The pair announced the sudden decision in a New York Times interview published on Wednesday morning.

According to the former NYC mayor, he and McCray first made the decision to separate “about two months ago” while watching television at their Park Slope, Brooklyn townhouse on a Saturday night.

Also surprising was the revelation that de Blasio and McCray do not plan to divorce and will remain separated as they both date other people.

The pair will also continue sharing their Brooklyn home after the split “for the time being.”

“I can look back now and say, ‘Here were these inflection points where we should have been saying something to each other,’” de Blasio told the Times. “And I think one of the things I should have said more is: ‘Are you happy?
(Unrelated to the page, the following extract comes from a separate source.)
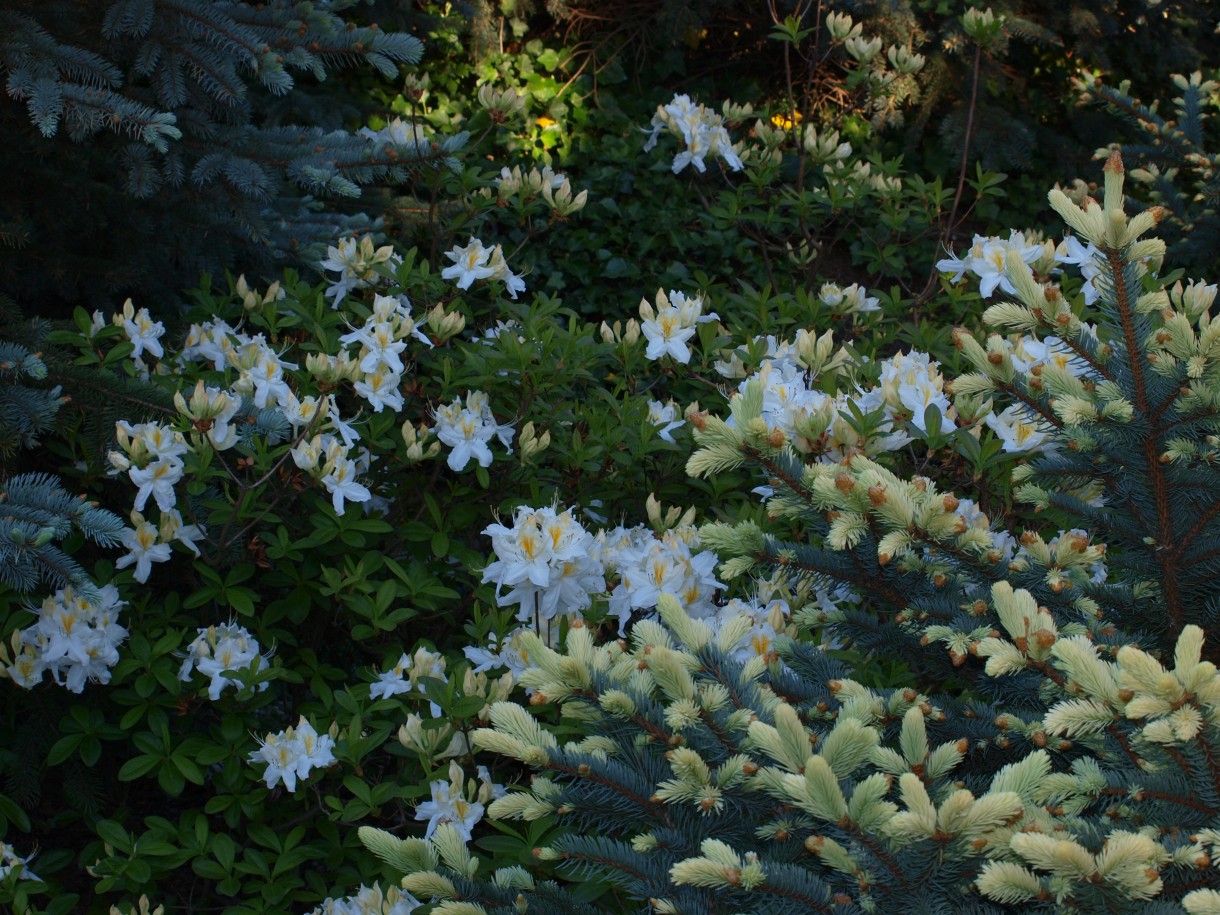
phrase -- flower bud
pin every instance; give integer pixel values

What will make you happy? What’s missing in your life?’”

“I just want to have fun,” McCray added. “It’s not that we haven’t had fun.”

“How can you be a couple in the fullness of what you tend to think,” she continued, “when you’ve got this responsibility on your shoulders and you don’t want to add to that?”

The couple first married in 1994 in Brooklyn’s Prospect Park. McCray was allegedly an “out lesbian” when the couple first met and de Blasio said he “always lived” with the thought that their relationship was a “time bomb ticking.”

“For the guy who took the chance on a woman who was an out lesbian and wrote an article called ‘I Am a Lesbian,’” de Blasio told the Times, “there was a part of me that would at times say, ‘Hmmm, is this like a time bomb ticking? Is this something that you’re going to regret later on?’”

“So I always lived with that stuff,” he added.

After leaving office in 2021, de Blasio ran for Congress in 2022. He ultimately withdrew from the race on July 19 – two months after announcing his campaign on May 20 – and announced it was “time for me to leave electoral politics.”